Background

Osteosarcoma is a highly malignant and common bone tumour with an aggressive and poor prognosis and is prevalent in adolescents and young adults [1, 2]. Approximately 80% of osteosarcomas occur in the extremities, most commonly in the metaphysis of the long bone around the knee joint, and the other 20% occur in the axial bone and pelvis [3]. In addition, metastasis, especially lung metastasis, is an important factor in determining the prognosis and survival of osteosarcoma. It has been reported that high-dose methotrexate, vincristine, and folinic acid could improve the survival rate of patients. However, the survival rate of patients with metastatic osteosarcoma remains unchanged [4]. Therefore, we aimed to search for prognostic targets of osteosarcoma.

The function of long noncoding RNAs (lncRNAs) in many areas has gradually gained an appreciation and has been extensively studied. lncRNAs are defined as transcripts of more than 200 nucleotides that are not translated into proteins [5] and can participate in transcription, post-transcriptional regulation, and protein regulation. Findings from numerous epidemiological studies have linked lncRNAs to tumours, which suggests that lncRNAs play an important role as biomarkers [6, 7] and therapeutic targets [8, 9]. In addition, the role of lncRNAs in osteosarcoma is currently of significant interest to many researchers. Previous studies have demonstrated the relationship between lncRNAs and tumorigenesis [9, 10], metastasis [11], progression [12], and chemotherapeutic drug resistance [13] in osteosarcoma. Unfortunately, there is limited intervention research on the impact of potential prognostic lncRNA signatures for osteosarcoma.

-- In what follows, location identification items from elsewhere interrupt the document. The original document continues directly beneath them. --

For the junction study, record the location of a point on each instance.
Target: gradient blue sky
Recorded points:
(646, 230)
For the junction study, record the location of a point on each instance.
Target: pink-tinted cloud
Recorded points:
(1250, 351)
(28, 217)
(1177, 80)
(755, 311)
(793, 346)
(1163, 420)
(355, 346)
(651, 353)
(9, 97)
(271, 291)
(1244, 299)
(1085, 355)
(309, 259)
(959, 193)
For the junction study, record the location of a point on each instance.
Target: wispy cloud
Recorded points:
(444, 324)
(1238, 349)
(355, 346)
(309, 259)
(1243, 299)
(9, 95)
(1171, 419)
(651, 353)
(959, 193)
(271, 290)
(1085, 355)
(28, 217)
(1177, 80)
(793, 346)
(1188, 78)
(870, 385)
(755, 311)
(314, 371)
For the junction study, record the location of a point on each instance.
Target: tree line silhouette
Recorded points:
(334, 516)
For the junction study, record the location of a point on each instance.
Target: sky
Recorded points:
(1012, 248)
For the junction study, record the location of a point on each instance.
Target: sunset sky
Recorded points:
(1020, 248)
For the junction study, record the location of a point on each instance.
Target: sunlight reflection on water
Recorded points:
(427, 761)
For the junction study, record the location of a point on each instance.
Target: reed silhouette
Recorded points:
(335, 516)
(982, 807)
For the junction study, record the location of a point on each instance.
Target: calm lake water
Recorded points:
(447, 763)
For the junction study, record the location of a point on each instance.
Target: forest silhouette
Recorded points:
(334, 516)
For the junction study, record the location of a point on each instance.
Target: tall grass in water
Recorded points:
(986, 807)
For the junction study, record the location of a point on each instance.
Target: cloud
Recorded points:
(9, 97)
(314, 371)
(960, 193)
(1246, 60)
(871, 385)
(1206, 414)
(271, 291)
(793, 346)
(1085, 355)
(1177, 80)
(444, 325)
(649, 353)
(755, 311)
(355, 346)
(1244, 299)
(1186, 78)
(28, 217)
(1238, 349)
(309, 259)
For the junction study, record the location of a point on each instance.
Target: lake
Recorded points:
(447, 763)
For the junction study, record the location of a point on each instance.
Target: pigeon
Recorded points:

The Therapeutically Applicable Research to Generate Effective Treatments (TARGET) database provides RNA-sequencing (mRNA-seq) data on several types of cancers, including acute lymphoblastic leukaemia, myeloid leukaemia, kidney tumours, neuroblastoma, and osteosarcoma. In this study, a large cohort from the TARGET osteosarcoma project was used to identify potential lncRNAs related to the overall survival of patients with osteosarcoma. In addition, we identified a five-lncRNA signature that could predict the prognosis of patients with osteosarcoma. Our study suggests the potential functions of lncRNAs in osteosarcoma.

Methods

Data collection and preprocessing

Data of mRNA-seq and relevant clinical sample data of osteosarcoma patients were collected through the TARGET data matrix (https://ocg.cancer.gov/programs/target). We downloaded data for 306 clinical samples in total, but only 102 clinical samples had mRNA-seq data, and after deleting duplicate data, there were only 97 samples. Altogether, 24 metastatic samples and 73 non-metastatic samples were used to determine differentially expressed lncRNAs by using the edger package in R software (4.0.2). Differently expressed lncRNAs were selected based on threshold log foldchange (FC) > 1, adjusted p < 0.05.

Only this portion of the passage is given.